Do people use kafka for situations where data loss is not tolerable(eg: accept c...

travisp · on Nov 1, 2017

Yes, but the default configuration is not suitable to that situation. You will need to make some adjustments if you cannot tolerate data loss.

kafkaisthatyou · on Nov 1, 2017

What are the alternatives people are using instead of kafka in these situations. Low volume but high reliability.

manigandham · on Nov 1, 2017

Low-volume = relational database. They remain the gold standard in usability and tooling. Backups and high-availability and consistency are well solved.

Also low-volume on modern servers can easily get into 10k+ transactions per second so you have plenty of performance potential.

Don't bother with Kafka and other systems unless you really have the scale of 100k+ events per second or otherwise need to start splitting up your app into several layers. That recent NYTimes article about Kafka for storing their entire dataset of 100gb is exactly the wrong way to use it.

oskari · on Nov 1, 2017

For low volume my recommendation would be to just use a traditional relational database configured for high availability.
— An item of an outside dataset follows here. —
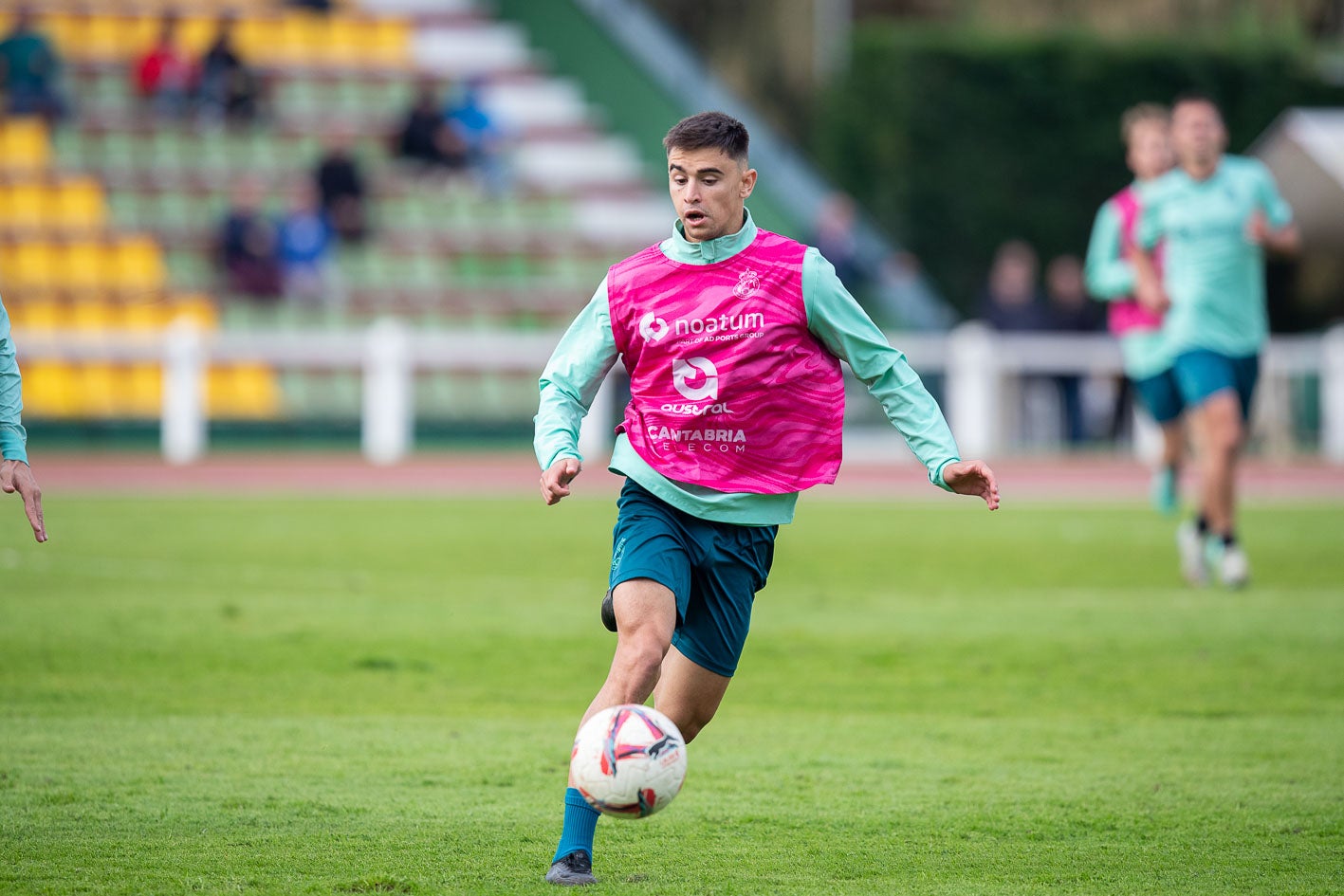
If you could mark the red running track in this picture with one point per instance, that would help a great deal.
(515, 473)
If you want to use Kafka and need disaster recovery capabilities we typically recommend using Kafka Connect or other similar tools to replicate the data to another cluster or persistent storage system such as S3.

theptip · on Nov 1, 2017

+1. For use-cases which impose strict data durability requirements (either for business or regulatory reasons), I think it's unwise to use anything fancy like Kafka unless you've maxed out performance of your SQL database.

For example, for credit card receipts, simply by the nature of the type of transaction, you're unlikely to be processing enough of these to put pressure on a SQL database. One $1/transaction per second means you're grossing north of $30m, which is easy to handle in even an unoptimized schema. Citus reckon you can get thousands to tens of thousands of writes per second[1] on Postgres, which would be grossing tens or hundreds of billions of dollars; this tech stack is suitable even when "low volume" becomes quite significant.
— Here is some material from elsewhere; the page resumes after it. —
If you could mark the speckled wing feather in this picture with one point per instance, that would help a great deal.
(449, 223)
Of course, Kafka is designed for situations where you need to process millions of writes per second, which is into "GDP of the whole world" territory if those writes are credit card receipts, so I'd contend you're unlikely to ever need something like Kafka scale for your credit card payment handling components.

[1]: https://www.citusdata.com/blog/2017/09/29/what-performance-c...

zbentley · on Nov 1, 2017

Two suggestions:

1. RabbitMQ saves on some of the operational complexity, especially at low volume. I've used it for similarly durability-critical applications with a combination of:

- Publisher Confirms.

- Durable queue and message metadata.

- Multiple nodes with HA (synchronous replication) in pause-minority mode (sacrifice availability when there's a partition).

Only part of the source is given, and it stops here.